Immigrants Often Create Amazing Tech Companies That Create Jobs
Think Sergey Brin, co-founder of Google, or Jan Koum, founder of WhatsApp; Rashmi Sinha, founder of SlideShare, which was purchased by LinkedIn; Andrew Grove, co-founder of Intel, and; Pierre Omidyar, creator and founder of eBay.
The list of immigrants who go on to create amazing tech companies is impressive.
“But our policies do not come close to realizing the potential benefits of high-skilled immigration,” Dr. Ronil Hira, an associate professor at Howard University, told the committee. “A series of bad policy choices have created an unfair system that exploits foreign workers, harming them as well as U.S. workers.
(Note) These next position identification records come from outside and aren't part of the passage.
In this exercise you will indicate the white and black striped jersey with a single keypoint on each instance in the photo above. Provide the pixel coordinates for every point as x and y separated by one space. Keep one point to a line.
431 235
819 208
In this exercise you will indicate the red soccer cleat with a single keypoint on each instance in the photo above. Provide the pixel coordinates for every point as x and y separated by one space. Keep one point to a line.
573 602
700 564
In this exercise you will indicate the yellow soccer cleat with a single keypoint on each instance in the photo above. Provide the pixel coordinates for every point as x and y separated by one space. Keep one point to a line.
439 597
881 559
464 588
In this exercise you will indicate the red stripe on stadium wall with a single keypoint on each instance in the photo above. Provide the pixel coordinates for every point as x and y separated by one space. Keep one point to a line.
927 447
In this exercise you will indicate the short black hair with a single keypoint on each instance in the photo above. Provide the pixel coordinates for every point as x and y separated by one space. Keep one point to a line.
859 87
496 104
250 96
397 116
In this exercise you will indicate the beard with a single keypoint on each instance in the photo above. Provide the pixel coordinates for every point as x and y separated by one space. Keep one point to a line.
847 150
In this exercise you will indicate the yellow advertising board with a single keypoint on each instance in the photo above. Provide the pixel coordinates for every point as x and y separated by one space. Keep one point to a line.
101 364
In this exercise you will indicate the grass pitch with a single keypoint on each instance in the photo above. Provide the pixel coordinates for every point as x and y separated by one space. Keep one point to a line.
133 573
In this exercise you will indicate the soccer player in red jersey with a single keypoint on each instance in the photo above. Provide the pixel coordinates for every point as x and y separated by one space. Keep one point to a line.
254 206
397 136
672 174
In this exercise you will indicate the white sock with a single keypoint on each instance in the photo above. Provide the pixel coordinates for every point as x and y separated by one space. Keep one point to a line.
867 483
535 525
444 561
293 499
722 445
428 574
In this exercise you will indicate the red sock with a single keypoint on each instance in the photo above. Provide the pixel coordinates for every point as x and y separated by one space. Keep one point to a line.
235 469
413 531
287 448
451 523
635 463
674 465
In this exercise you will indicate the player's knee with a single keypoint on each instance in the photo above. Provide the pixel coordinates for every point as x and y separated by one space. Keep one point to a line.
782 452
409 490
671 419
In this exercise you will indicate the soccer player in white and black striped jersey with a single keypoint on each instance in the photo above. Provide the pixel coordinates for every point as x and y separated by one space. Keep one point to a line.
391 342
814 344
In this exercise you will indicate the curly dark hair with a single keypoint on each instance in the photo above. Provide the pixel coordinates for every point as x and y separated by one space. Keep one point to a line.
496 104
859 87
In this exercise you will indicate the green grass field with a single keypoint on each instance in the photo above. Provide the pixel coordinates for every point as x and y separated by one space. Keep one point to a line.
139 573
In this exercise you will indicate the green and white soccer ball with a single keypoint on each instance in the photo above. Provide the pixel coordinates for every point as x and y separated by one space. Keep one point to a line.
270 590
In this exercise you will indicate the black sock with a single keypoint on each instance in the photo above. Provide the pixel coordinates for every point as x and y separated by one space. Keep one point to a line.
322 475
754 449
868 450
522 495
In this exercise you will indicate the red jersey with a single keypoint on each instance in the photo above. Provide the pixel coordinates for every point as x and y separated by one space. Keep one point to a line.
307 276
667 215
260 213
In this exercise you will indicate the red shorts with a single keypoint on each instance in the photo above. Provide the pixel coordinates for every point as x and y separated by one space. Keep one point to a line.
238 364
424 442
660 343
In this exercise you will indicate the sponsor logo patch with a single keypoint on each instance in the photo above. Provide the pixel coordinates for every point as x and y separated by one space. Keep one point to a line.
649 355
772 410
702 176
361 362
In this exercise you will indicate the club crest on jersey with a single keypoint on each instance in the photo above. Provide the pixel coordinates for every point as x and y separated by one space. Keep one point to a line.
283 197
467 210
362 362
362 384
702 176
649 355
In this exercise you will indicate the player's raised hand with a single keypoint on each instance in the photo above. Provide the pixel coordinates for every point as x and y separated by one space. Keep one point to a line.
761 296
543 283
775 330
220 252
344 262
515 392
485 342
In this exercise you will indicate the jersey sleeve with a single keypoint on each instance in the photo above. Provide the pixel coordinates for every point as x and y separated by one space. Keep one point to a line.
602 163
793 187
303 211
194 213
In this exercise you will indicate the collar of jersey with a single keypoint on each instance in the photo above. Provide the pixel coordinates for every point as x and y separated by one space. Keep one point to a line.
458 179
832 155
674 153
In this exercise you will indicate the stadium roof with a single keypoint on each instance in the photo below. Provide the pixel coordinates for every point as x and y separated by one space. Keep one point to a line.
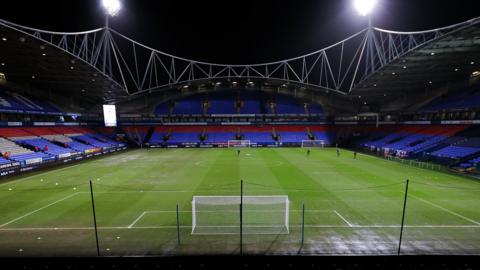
450 58
26 58
100 66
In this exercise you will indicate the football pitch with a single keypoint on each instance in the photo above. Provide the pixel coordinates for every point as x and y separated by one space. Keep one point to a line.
351 206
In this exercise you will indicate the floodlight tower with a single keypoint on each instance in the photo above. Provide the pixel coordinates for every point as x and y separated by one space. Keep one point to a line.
112 7
365 8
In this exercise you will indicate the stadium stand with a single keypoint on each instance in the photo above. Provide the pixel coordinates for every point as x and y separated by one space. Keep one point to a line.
14 102
229 102
462 99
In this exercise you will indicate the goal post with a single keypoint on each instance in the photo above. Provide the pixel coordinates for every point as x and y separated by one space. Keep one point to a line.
313 143
221 215
238 143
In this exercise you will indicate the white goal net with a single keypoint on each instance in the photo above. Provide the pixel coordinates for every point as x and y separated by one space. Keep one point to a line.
221 215
313 143
238 143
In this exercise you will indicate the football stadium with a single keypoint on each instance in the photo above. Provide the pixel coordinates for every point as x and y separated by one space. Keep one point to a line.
367 146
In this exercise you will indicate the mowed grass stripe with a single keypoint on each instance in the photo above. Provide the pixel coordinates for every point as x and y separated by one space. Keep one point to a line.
129 183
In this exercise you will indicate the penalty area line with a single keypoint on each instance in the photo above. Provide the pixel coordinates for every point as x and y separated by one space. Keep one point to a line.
39 209
137 219
189 227
342 218
444 209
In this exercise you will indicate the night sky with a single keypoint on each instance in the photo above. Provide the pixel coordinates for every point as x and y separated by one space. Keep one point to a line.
237 32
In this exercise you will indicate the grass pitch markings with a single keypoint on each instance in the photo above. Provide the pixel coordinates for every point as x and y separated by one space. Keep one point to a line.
137 219
39 209
445 209
379 226
342 218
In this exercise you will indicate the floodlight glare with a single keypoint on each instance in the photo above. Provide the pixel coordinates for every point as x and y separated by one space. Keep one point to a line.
112 7
364 7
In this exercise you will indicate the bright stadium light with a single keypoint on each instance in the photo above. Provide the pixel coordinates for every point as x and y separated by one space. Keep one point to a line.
112 7
364 7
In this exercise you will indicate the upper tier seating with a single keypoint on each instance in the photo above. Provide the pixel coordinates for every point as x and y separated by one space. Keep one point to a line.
53 149
90 140
219 137
243 102
12 148
455 152
288 105
188 106
30 156
14 102
184 137
4 161
463 99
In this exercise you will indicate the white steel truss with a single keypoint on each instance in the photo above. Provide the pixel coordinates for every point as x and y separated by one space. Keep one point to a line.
137 68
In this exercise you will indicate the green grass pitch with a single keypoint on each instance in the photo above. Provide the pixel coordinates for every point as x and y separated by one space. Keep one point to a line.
352 206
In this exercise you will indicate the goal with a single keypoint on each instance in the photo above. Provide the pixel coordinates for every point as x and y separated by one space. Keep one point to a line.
238 143
221 215
313 143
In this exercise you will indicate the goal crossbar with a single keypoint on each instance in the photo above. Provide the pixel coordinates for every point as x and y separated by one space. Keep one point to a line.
313 143
220 214
238 143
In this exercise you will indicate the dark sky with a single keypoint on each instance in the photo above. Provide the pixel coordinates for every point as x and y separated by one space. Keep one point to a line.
237 32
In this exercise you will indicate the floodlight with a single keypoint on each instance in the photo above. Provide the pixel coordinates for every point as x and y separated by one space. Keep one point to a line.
112 7
364 7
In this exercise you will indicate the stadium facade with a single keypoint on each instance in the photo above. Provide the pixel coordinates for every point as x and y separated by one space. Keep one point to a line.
401 95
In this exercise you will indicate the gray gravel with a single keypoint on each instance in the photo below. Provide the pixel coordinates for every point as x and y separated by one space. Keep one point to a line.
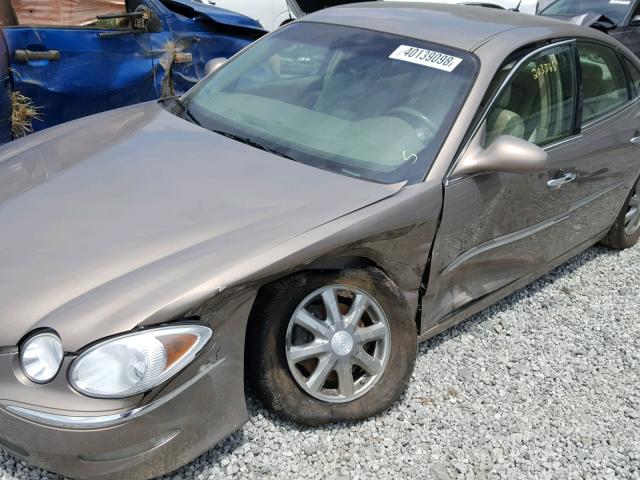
545 384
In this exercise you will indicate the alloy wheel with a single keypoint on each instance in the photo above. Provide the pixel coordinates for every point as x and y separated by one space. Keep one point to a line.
338 343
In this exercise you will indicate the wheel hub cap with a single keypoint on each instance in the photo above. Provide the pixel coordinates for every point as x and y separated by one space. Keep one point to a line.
342 343
338 343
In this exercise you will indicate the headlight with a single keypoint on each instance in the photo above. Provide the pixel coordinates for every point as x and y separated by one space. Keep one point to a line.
134 363
41 356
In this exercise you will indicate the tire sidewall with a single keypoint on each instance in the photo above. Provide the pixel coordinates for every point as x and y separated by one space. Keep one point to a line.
283 393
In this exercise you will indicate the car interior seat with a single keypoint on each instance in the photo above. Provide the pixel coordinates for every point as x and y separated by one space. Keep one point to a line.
502 120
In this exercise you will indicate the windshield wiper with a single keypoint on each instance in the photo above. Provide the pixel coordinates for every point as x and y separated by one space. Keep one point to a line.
253 143
186 111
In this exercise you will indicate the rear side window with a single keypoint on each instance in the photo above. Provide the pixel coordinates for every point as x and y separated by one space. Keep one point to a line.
634 76
604 85
538 103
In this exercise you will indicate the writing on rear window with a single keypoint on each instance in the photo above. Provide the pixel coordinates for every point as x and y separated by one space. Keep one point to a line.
427 58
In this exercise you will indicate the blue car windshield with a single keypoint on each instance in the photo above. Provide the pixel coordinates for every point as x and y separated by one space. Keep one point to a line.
358 102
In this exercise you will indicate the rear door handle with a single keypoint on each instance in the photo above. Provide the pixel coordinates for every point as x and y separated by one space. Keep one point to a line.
558 182
24 56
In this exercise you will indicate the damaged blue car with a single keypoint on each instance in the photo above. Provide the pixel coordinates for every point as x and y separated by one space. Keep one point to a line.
152 49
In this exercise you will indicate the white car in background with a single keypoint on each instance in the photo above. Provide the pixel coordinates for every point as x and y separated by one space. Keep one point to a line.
271 14
524 6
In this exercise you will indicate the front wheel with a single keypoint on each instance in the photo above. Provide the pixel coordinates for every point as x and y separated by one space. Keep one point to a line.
625 232
331 346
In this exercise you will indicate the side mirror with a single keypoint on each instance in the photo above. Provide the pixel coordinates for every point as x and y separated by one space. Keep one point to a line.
504 154
214 65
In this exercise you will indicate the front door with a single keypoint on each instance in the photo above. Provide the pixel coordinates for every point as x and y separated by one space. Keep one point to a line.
498 228
69 72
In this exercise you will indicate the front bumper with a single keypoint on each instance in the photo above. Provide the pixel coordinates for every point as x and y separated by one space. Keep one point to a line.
150 440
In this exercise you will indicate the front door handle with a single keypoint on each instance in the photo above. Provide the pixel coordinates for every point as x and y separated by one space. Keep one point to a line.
24 56
559 181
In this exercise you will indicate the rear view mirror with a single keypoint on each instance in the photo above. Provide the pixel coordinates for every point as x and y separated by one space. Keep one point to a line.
504 154
214 65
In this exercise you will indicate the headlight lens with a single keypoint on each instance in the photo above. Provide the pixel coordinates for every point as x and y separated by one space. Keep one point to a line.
41 356
134 363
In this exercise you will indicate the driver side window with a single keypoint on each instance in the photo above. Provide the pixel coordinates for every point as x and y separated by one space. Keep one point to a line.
538 103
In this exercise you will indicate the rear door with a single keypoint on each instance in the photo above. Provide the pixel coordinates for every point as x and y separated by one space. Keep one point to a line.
69 72
607 161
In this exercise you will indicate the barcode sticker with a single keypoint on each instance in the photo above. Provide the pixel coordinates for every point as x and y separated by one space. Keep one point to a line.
427 58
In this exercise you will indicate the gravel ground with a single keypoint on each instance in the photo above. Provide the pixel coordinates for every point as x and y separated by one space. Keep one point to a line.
545 384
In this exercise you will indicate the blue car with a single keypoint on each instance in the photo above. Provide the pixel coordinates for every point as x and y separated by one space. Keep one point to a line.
157 48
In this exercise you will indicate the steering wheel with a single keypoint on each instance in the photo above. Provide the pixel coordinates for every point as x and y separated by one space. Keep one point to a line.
425 128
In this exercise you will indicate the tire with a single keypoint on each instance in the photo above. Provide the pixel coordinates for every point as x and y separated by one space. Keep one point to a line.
268 341
625 232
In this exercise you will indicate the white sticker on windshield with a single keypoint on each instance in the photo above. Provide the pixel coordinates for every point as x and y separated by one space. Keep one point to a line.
428 58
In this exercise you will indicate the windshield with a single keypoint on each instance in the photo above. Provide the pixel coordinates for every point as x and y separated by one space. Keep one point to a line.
615 10
357 102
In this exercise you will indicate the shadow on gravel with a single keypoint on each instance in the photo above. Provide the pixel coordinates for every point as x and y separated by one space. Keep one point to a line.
217 454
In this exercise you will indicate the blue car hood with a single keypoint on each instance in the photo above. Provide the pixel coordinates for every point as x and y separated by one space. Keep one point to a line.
216 14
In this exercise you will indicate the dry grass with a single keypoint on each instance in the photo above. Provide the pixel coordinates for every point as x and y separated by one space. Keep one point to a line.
23 112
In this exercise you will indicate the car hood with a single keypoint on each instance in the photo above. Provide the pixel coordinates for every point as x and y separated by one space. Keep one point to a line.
216 14
135 206
301 8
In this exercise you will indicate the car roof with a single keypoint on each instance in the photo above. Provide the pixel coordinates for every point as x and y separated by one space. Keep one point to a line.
460 26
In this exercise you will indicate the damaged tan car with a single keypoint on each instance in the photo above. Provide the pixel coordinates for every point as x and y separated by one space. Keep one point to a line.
347 186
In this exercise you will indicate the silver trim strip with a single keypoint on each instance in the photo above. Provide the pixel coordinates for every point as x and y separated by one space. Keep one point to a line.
103 421
504 240
526 232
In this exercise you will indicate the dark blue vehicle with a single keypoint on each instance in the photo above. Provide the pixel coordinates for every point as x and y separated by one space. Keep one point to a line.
156 48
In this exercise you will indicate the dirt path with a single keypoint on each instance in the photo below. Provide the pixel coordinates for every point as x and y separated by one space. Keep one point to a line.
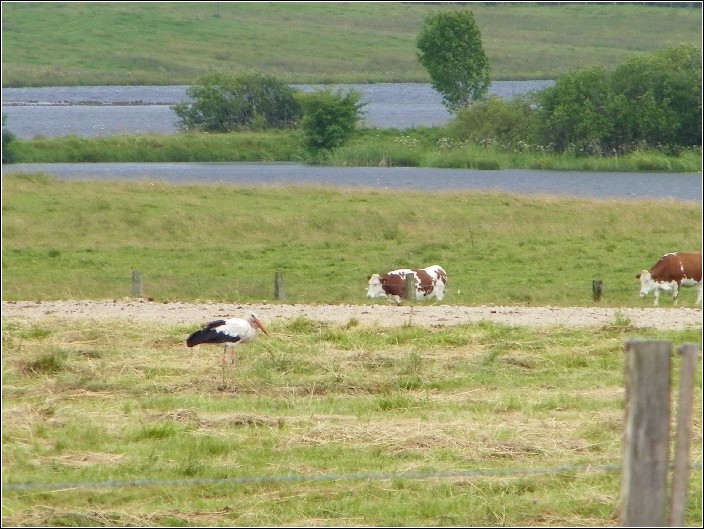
665 318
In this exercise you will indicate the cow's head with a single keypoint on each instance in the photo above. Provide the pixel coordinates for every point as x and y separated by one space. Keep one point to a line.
376 287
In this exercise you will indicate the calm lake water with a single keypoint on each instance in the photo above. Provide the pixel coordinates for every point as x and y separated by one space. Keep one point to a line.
110 110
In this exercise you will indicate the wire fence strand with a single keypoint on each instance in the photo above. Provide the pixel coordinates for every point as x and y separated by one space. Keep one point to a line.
479 473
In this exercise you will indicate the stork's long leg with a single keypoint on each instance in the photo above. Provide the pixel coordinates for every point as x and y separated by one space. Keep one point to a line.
224 353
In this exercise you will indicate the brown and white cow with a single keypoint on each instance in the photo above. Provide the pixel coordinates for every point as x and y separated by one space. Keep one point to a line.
672 271
429 281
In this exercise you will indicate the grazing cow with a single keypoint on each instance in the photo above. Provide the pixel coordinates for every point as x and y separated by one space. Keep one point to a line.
672 271
430 282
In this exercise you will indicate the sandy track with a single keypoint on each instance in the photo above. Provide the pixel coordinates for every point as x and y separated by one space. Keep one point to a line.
664 318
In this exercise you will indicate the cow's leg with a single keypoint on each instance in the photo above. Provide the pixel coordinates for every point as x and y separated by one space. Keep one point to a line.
440 290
“The fundamental defect in our high-skilled immigration system is that it has become dominated by a rising number, and increasingly complex set, of temporary guest worker programs instead of permanent immigration,” said Hira.
The associate professor described the U.S. track record of managing these worker programs as “nothing short of dismal.”
Canada’s approach to immigration, by comparison, is an amazing success.
Canada Encourages Entrepreneurship Through Start-Up Visa
“According to Moving2Canada, in just the first two years of the Global Talent Stream, more than 40,000 workers were brought to Canada,” said Young. “The employers that hired those individuals committed to investing $113 million into workforce development programming and agreed to hire 48,000 Canadian citizens, while also creating 12,500 internships and co-ops for Canadians.”
It’s perhaps Canada’s ability to lure immigrants from the United States, though, that rankles American lawmakers the most.
“In 2019, Canadian Immigration Minister Ahmed Hussen said the program saw approximately 25 percent of the workers were entering Canada from the United States,” said Young.
“Canada also offers a Start-Up Visa Program to enable permanent immigrant entrepreneurs to obtain a fast track work permit to launch an innovative business in Canada but also creates a 12 – 16 month process for permanent residency.”